It’s “perfectly normal” for kids to develop odd phobias, they say. It’s like a rite-of-passage. Kids walk. They talk. They freak out at potholders. They drive.
So, if scholars say it’s normal — that irrational fears are a sign of a well-adjusting kiddo — why is my teensy, tiny, completely normal childhood phobia still the laughingstock of family lore? It turns out the fireworks’ seasonal pop is the crack of the starting gun, signaling open season on my poor psyche.
No, I wasn’t afraid of fireworks. That fear is hardly irrational.

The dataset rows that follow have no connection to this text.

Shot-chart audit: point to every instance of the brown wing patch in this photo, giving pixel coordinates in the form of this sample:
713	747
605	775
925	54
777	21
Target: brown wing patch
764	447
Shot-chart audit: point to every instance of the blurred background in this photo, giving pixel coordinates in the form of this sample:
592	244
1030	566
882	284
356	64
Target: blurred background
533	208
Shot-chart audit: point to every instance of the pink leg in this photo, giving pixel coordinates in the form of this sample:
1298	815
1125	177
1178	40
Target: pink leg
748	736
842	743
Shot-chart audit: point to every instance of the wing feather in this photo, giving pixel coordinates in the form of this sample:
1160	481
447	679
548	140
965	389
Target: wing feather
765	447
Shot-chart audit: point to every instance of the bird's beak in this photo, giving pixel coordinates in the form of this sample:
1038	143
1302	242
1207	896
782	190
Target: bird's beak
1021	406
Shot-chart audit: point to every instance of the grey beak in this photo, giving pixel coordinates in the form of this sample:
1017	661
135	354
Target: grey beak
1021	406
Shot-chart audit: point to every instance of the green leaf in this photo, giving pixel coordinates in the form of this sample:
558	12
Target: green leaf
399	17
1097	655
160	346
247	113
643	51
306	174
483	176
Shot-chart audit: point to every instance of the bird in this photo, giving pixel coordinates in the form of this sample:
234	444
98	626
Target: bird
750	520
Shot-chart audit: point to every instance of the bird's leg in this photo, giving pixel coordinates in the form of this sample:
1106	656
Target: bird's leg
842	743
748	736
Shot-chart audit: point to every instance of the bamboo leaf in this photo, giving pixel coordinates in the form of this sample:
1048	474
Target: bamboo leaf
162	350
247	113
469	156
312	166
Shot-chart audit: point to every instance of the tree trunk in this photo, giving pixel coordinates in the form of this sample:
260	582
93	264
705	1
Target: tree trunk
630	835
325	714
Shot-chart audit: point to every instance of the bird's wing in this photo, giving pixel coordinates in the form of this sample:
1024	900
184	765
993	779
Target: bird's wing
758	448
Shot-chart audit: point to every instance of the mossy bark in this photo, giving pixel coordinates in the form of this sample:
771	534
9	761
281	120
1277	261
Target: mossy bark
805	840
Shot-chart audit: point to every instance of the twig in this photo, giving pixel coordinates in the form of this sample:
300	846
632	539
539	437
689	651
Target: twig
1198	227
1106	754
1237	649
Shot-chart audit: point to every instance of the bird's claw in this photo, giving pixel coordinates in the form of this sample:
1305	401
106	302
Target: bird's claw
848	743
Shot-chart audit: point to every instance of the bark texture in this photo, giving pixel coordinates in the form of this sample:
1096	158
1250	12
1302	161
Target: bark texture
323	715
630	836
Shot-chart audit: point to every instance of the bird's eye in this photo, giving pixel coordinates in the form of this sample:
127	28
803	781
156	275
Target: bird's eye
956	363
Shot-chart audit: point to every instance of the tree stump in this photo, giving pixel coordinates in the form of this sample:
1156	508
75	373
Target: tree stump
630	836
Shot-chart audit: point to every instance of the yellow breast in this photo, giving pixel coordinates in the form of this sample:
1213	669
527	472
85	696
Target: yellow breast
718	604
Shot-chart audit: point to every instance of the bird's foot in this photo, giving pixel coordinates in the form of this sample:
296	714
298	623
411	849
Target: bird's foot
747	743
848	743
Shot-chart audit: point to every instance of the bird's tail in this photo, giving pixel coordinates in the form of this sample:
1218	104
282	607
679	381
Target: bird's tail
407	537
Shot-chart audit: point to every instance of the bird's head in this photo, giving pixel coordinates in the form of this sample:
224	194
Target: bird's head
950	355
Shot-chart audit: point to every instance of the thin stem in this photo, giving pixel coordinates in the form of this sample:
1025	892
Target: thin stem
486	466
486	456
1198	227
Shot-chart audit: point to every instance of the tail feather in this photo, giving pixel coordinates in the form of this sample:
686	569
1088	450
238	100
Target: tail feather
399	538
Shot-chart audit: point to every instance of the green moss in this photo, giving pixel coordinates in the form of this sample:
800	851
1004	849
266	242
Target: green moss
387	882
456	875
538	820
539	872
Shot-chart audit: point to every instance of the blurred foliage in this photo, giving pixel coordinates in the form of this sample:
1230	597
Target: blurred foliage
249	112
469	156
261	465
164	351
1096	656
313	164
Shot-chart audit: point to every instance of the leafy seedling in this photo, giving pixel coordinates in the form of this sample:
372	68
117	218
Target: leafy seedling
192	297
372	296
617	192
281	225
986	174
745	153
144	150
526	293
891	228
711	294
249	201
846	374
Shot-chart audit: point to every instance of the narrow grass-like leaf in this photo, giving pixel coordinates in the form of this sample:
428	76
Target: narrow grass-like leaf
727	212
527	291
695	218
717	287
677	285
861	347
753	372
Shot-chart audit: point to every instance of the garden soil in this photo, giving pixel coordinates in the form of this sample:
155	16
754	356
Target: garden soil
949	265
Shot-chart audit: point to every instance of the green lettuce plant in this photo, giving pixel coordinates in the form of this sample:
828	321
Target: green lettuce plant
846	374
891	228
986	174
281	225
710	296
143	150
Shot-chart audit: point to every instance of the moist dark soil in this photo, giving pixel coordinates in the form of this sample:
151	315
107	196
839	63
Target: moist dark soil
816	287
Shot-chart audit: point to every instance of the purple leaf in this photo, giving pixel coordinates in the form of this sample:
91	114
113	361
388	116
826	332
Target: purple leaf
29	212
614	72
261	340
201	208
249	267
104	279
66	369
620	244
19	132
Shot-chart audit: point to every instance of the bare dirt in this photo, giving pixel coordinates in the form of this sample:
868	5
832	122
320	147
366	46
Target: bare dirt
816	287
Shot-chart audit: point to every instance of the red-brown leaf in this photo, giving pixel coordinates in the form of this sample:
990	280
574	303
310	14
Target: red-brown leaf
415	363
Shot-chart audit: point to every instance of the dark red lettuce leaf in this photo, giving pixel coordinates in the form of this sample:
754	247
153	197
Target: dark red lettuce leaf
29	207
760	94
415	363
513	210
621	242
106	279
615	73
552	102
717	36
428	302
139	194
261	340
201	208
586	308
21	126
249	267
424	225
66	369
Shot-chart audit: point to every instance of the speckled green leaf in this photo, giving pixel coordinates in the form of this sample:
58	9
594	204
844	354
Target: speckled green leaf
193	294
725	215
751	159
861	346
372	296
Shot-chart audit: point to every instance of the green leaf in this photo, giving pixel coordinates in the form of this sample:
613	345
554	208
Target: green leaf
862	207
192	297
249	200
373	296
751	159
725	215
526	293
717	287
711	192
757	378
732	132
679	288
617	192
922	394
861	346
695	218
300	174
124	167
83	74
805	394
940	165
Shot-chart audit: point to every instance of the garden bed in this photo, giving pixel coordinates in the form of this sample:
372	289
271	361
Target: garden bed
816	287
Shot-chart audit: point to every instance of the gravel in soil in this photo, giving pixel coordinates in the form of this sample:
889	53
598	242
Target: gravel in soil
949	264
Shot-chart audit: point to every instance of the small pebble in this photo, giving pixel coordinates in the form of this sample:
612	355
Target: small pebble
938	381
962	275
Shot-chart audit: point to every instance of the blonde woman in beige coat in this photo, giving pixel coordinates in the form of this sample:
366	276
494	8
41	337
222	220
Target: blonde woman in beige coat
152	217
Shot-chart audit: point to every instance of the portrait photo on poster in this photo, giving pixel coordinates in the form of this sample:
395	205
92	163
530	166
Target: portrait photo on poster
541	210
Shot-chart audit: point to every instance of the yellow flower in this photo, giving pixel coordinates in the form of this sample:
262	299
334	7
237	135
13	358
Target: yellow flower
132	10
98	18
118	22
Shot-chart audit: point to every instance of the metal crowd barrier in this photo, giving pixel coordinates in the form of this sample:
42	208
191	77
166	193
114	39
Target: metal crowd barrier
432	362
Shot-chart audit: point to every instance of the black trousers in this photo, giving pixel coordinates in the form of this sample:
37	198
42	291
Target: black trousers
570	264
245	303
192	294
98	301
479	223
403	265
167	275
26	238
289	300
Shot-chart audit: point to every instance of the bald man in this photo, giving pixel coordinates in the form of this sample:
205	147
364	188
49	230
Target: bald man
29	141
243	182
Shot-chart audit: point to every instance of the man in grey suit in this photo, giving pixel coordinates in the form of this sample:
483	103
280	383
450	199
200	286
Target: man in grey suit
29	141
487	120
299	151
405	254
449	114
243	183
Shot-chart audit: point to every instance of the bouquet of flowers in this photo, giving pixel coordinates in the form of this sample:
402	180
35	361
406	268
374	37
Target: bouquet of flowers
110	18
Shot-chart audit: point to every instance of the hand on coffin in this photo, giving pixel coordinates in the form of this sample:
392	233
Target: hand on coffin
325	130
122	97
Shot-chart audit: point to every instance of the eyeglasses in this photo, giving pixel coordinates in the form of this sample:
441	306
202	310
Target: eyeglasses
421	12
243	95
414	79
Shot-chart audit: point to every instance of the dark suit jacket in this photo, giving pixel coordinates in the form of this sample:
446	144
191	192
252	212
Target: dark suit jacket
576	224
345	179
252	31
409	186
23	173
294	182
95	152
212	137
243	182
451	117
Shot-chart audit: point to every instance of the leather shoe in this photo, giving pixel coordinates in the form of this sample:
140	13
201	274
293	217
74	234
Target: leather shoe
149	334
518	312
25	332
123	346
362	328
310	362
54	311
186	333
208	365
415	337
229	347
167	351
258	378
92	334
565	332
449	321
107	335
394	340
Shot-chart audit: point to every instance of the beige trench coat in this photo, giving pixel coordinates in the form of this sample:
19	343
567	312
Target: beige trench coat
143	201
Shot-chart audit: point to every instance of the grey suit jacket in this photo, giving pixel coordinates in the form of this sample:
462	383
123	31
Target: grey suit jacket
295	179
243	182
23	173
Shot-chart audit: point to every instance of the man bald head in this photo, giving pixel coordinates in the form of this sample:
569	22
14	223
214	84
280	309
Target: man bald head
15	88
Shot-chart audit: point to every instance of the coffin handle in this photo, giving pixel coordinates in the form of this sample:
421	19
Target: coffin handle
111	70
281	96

Fireworks killed six people in 2012 and sent more than 8,700 to emergency rooms, says the U.S. Consumer Product Safety Commission. The American Pyrotechnics Association disagrees — we should fear Christmas lights and hair dryers more, as they hurt and maim more people, they say.
But perspective — you’re 30 times more likely to be struck by lightning than attacked by a shark — doesn’t stop most of us from considering the possibility as our limbs dangle deliciously off our surfboards.
Fireworks don’t scare me but my irrational fear is linked to their pop and crackle. I didn’t know this growing up. I just thought I was a weird kid — the infamous toddler who wore a winter hat to the beach for a summer.
Stories abound about a poor, turtle-bikini-clad tot playing happily in the sand, only to hurl herself on the ground, shrieking at waving branches and whiffling leaves. The sensitive child insisted on wearing a winter hat all summer, and wouldn’t step from the doorway unless the air was sufficiently still. Nice and still. No wind. Wind, bad.
I grew out of it — as kids do, but the teasing stuck. Daredevilish antics didn’t dent in the mockery. I could Labrador retriever my face out of car windows all day long, but the taunts stayed put. I lived in Wyoming, one of the windiest states in the country, and Antarctica, our windiest continent. Didn’t matter. I would be the winter-hat weirdo forever.